In python this can be implemented as follows:

In [5]:

def loss(theta, data):
    """Measure the total number of errors made when predicting with parameter `theta` on training set `data`"""
    total = 0.0
    for x,y in data:
        max_score = -math.inf
        result = None
        for y_guess in y_space:
            score = s(theta,x,y_guess)
            if score > max_score:
                result = y_guess
                max_score = score
        if result != y:
            total += 1.0
    return total

loss(1.0, train)

Out[5]:

1.0

Learning¶

With the model and loss defined, we can now learn the model parameters. Learning simply amounts to finding the parameter with minimal loss:

$$ \param^* = \argmin_{\param} l(\param) $$

Let us focus our attention on $\param \in [0,2]$ and investigate the loss landscape.

In [6]:

import numpy as np
thetas = np.linspace(0.0, 2.0, num=50)
plt.plot(thetas, [loss(theta,train) for theta in thetas])

Out[6]:

[<matplotlib.lines.Line2D at 0x108f84358>]

We notice that there exist a set of optimal parameters for which the loss is zero and we achieve perfect prediction accuracy on the training set. We can find one such optimal parameter by sheer brute force:

In [7]:

theta_star = thetas[np.argmin([loss(theta,train) for theta in thetas])]
theta_star

Out[7]:

1.2653061224489794

Prediction¶

Now that we have a trained model we can use it to predict translations on a test set. This amounts to finding

$$\y'_{\param}=\argmax_\y s_\param(\x,\y).$$

Notice that we solved this problem already within the calculation of the loss. This is a common pattern in structured prediction: when minimising a training loss we often have to solve the prediction problem in the inner loop. In many cases this is the core bottleneck of computation.

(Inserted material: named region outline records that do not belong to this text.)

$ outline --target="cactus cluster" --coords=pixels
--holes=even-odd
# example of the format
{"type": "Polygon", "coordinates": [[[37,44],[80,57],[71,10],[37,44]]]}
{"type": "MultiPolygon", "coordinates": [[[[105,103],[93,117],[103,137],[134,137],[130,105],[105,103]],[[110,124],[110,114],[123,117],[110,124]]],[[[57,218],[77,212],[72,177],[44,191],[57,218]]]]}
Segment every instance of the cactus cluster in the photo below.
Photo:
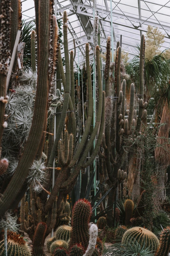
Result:
{"type": "Polygon", "coordinates": [[[134,241],[139,243],[142,247],[149,247],[156,252],[159,246],[157,237],[151,231],[143,228],[136,227],[127,230],[123,235],[122,242],[127,245],[132,244],[134,241]]]}
{"type": "MultiPolygon", "coordinates": [[[[12,232],[7,234],[7,253],[8,256],[31,256],[30,249],[23,237],[12,232]]],[[[0,241],[0,255],[4,255],[4,240],[0,241]]]]}

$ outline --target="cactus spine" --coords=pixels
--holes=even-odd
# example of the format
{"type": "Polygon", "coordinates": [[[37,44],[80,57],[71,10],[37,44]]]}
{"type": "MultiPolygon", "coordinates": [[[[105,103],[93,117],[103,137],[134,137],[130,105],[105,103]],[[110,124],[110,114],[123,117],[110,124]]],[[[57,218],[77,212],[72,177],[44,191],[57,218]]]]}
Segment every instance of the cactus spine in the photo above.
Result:
{"type": "MultiPolygon", "coordinates": [[[[90,229],[90,238],[89,245],[83,256],[91,256],[92,255],[93,255],[93,253],[95,248],[98,230],[98,229],[97,226],[94,224],[92,224],[90,229]]],[[[96,250],[97,250],[97,252],[98,252],[99,251],[98,249],[96,249],[96,250]]],[[[94,256],[96,255],[99,255],[99,251],[98,254],[96,254],[96,252],[95,252],[95,254],[94,254],[94,256]]]]}
{"type": "Polygon", "coordinates": [[[34,238],[33,250],[34,256],[44,255],[43,246],[47,229],[47,225],[44,222],[38,223],[34,238]]]}
{"type": "Polygon", "coordinates": [[[85,199],[80,199],[74,205],[72,219],[72,245],[81,243],[85,249],[87,249],[89,239],[89,224],[92,209],[90,203],[85,199]]]}
{"type": "MultiPolygon", "coordinates": [[[[31,250],[22,237],[12,232],[7,234],[8,256],[31,256],[31,250]]],[[[0,256],[4,255],[4,240],[0,241],[0,256]]]]}
{"type": "Polygon", "coordinates": [[[60,226],[56,230],[56,240],[64,240],[68,242],[70,239],[72,231],[72,228],[70,226],[60,226]]]}
{"type": "Polygon", "coordinates": [[[157,237],[151,231],[143,228],[136,227],[127,230],[122,238],[122,242],[127,245],[136,241],[142,247],[149,247],[150,250],[156,252],[159,246],[157,237]]]}
{"type": "Polygon", "coordinates": [[[100,217],[97,221],[97,227],[99,229],[103,229],[106,225],[106,217],[100,217]]]}
{"type": "Polygon", "coordinates": [[[124,203],[126,218],[125,224],[126,226],[130,224],[130,219],[133,217],[133,211],[134,208],[134,203],[132,200],[127,199],[124,203]]]}
{"type": "Polygon", "coordinates": [[[65,250],[68,249],[68,244],[64,240],[56,240],[51,245],[50,248],[50,253],[53,255],[55,250],[59,248],[62,248],[65,250]]]}
{"type": "Polygon", "coordinates": [[[155,256],[168,256],[170,250],[170,228],[162,231],[160,236],[160,246],[155,256]]]}

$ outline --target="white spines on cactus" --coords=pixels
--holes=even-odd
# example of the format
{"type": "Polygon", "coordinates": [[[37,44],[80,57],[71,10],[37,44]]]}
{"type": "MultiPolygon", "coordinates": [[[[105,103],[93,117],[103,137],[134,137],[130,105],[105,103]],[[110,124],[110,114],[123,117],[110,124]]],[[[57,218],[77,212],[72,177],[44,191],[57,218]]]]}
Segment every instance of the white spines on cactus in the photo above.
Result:
{"type": "Polygon", "coordinates": [[[83,256],[91,256],[95,249],[98,229],[95,224],[92,224],[90,229],[89,245],[83,256]]]}

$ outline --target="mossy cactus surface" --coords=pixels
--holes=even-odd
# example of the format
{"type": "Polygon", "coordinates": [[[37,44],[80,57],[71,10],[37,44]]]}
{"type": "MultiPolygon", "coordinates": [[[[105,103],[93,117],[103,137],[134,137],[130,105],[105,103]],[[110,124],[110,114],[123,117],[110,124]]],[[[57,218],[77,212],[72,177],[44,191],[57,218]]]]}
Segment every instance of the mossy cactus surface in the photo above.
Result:
{"type": "Polygon", "coordinates": [[[56,240],[64,240],[68,242],[70,239],[72,228],[67,225],[59,227],[56,230],[56,240]]]}
{"type": "Polygon", "coordinates": [[[99,229],[103,229],[106,225],[106,217],[100,217],[97,221],[97,227],[99,229]]]}
{"type": "Polygon", "coordinates": [[[141,247],[149,247],[151,251],[156,252],[159,246],[157,237],[151,231],[139,227],[127,230],[124,233],[122,242],[126,244],[132,244],[136,241],[141,247]]]}

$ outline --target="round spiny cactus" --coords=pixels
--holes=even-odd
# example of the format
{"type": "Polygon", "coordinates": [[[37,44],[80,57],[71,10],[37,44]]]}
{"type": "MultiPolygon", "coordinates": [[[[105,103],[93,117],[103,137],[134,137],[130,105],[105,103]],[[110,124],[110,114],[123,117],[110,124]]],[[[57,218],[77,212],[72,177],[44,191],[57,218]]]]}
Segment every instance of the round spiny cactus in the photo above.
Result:
{"type": "Polygon", "coordinates": [[[170,251],[170,227],[162,231],[160,241],[160,246],[156,256],[167,256],[170,251]]]}
{"type": "Polygon", "coordinates": [[[70,239],[72,228],[67,225],[59,227],[56,230],[56,240],[68,242],[70,239]]]}
{"type": "Polygon", "coordinates": [[[126,200],[124,203],[124,208],[126,215],[125,224],[126,226],[127,226],[130,223],[130,220],[133,217],[134,209],[134,203],[133,201],[130,199],[126,200]]]}
{"type": "Polygon", "coordinates": [[[62,248],[65,250],[68,248],[68,243],[64,240],[56,240],[51,245],[50,248],[50,253],[52,255],[55,250],[57,248],[62,248]]]}
{"type": "Polygon", "coordinates": [[[141,247],[149,247],[151,251],[156,251],[159,245],[157,236],[151,231],[143,228],[136,227],[127,230],[122,238],[122,242],[127,245],[136,241],[141,247]]]}
{"type": "Polygon", "coordinates": [[[92,213],[92,206],[88,200],[80,199],[75,204],[72,219],[72,245],[81,243],[85,249],[87,248],[89,239],[89,224],[92,213]]]}
{"type": "Polygon", "coordinates": [[[98,220],[97,225],[99,229],[103,229],[106,225],[106,217],[100,217],[98,220]]]}
{"type": "Polygon", "coordinates": [[[67,256],[67,253],[64,249],[59,248],[54,251],[54,256],[67,256]]]}
{"type": "Polygon", "coordinates": [[[53,236],[53,237],[51,237],[50,238],[49,238],[47,241],[47,247],[49,252],[50,252],[50,247],[51,246],[51,244],[52,244],[53,242],[54,242],[54,241],[56,241],[56,240],[57,240],[57,239],[55,236],[53,236]]]}
{"type": "Polygon", "coordinates": [[[71,248],[70,256],[83,256],[85,250],[81,244],[77,244],[71,248]]]}
{"type": "Polygon", "coordinates": [[[116,230],[115,233],[114,240],[116,243],[121,241],[124,234],[127,230],[125,226],[123,225],[119,226],[116,230]]]}
{"type": "MultiPolygon", "coordinates": [[[[23,237],[16,233],[8,232],[7,234],[8,256],[31,256],[29,247],[23,237]]],[[[4,240],[0,241],[0,256],[4,255],[4,240]]]]}

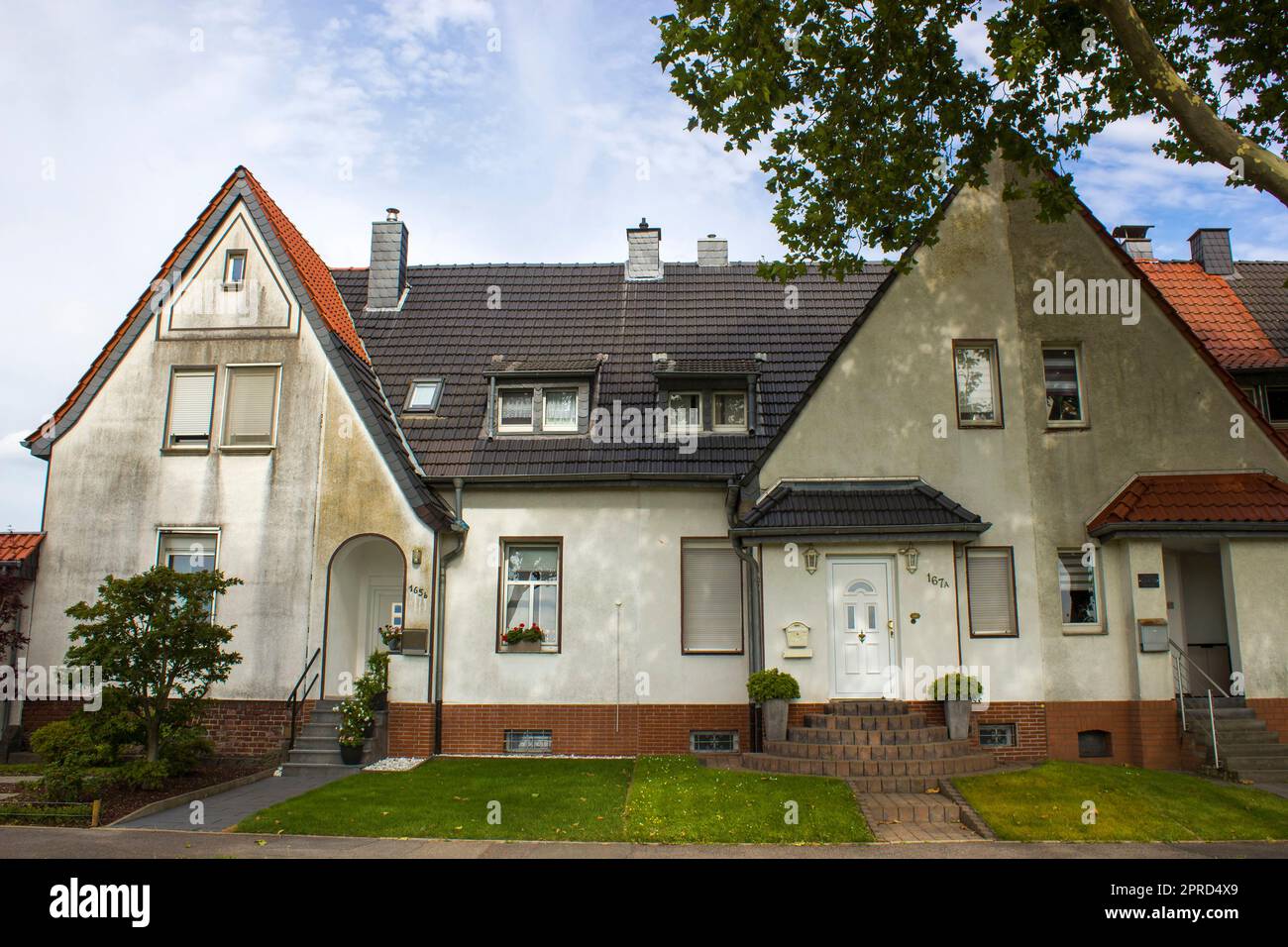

For completeness, we show how one can find the highest scoring German sentence $\y$ for a given English sentence $\x$ but note that this code can already be found the in loss code above. In practice one would try to reuse the prediction code below in the loss function above.

In [8]:

def predict(theta, x):
    """Find the most compatible output sentence given the input sentence `x` and parameter `theta`"""
    max_score = -math.inf
    result = None
    for y_guess in y_space:
        score = s(theta,x,y_guess)
        if score > max_score:
            result = y_guess
            max_score = score
    return result

# We can now predict the test set translation:
util.Table([(x,predict(theta_star, x)) for x,_ in test])

Out[8]:

Yesterday I ate a red apple	Gestern aß ich einen roten Apfel
Yesterday I ate a red apply with a friend	Gestern aß ich einen roten Apfel mit einem Freund

In Practice¶

In practice one needs to extend the above approach along several axes to be useful:

Usually the feature representations and scoring functions are more elaborate. They may involve several non-linear transformations of both input and output.
The space of parameters is usually multi-dimensional (with possibly millions of dimensions). It is hence impossible to exhaustively search through this space as we have done above. Instead you will find numeric optimisation algorithms, often variants of Stochastic Gradient Descent.
The size of the output space is often exponentional with respect to the input problem size. For example, in machine translation we have to search through all German sentences, not just 4. This means that we cannot exhaustively search this space either. Dynamic Programming, Greedy algorithms and integer linear programming are common approaches to solve this issue.

Learn to Predict¶

The above recipe can also be described as "learn how to score". Here we learn a scoring function, and then find the highest scoring solution using a discrete search algorithm. An alternative approach is to learn a prediction or search algorithm directly, without a scoring function. In this setting, structured prediction is an instance of "learning programs" in the sense that a model predicts a sequence of actions or steps. We will see an instance of this approach in the dependency parsing chapter. As we are learning to choose the right actions, this approach is tightly connected to reinforcement learning, in particular, imitation learning.

Background Reading¶

Noah Smith, Linguistic Structure Prediction. Notice that his book can be downloaded for free when logging in through UCL.